Article 75 allows Tata Sons to resolve by special resolution the transfer of any shareholder’s shares. Mistry has termed this as coercive. The Supreme Court viewed it as an exit clause. Besides, it said Article 75 had never been invoked and future action is not covered under oppression.

Also, Article 75 has existed for decades and Mistry was himself party to an amendment in the year 2000 which gave Article 75 its present form.

A person who willingly became a shareholder and thereby subscribed to the Articles of Association and who was a willing and consenting party to the amendments carried out to those Articles, cannot later on turn around and challenge those Articles. The same would tantamount to requesting the Court to rewrite a contract to which he became a party with eyes wide open.
Supreme Court of India

Pre-Consultation With Tata Trusts

The court opined that given the charitable objectives of the Tata Trusts, their nominee directors on board Tata Sons are not like any other ordinary directors. It also questioned whether the need for having independent directors on the board itself was an acknowledgment that not every director could be expected to exercise completely independent judgment irrespective of who nominated them.

A nominee director of the Trusts holds a fiduciary duty towards their beneficiaries.
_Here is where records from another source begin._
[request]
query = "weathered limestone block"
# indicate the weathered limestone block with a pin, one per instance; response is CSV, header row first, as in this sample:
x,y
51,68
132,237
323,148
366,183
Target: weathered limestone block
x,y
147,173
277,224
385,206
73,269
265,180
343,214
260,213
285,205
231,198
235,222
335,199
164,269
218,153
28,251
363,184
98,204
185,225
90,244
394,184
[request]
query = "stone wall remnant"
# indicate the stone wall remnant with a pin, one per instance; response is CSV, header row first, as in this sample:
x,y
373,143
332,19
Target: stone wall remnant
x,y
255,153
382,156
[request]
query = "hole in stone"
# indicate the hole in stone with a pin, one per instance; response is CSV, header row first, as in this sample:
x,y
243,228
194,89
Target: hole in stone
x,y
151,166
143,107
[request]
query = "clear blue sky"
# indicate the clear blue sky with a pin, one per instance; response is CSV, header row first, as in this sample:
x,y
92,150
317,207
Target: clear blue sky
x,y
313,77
We do not also know whether the prescription in Section 149(4) is a tacit acknowledgment that all the directors appointed in a general meeting under Section 152(2) may not be independent in practice, though they may be required to be so in theory.
Supreme Court of India

Frequent Changes In Mistry’s Case

The top court also detailed the shifting arguments of the Mistry side through the five-year long litigation on seeking certain reliefs. The plea for reinstatement of Mistry was later amended to seek proportionate representation on the board. While challenging the affirmative voting rights of the Tata Trusts’ nominee directors on Tata Sons’ board, Mistry’s case sought the same rights for his SP Group.

The court termed the request for the same rights as “quite funny”.

The frequent change of position that SP Group has taken and the relief that they now seek, raises a doubt whether it is actually a fight on principles. If affirmative voting rights are bad in principle, we do not know how they may become good, if conferred on SP Group also.
Supreme Court of India

In all, the apex court found no instance to support the oppression case and overturned all of NCLAT’s findings and reliefs.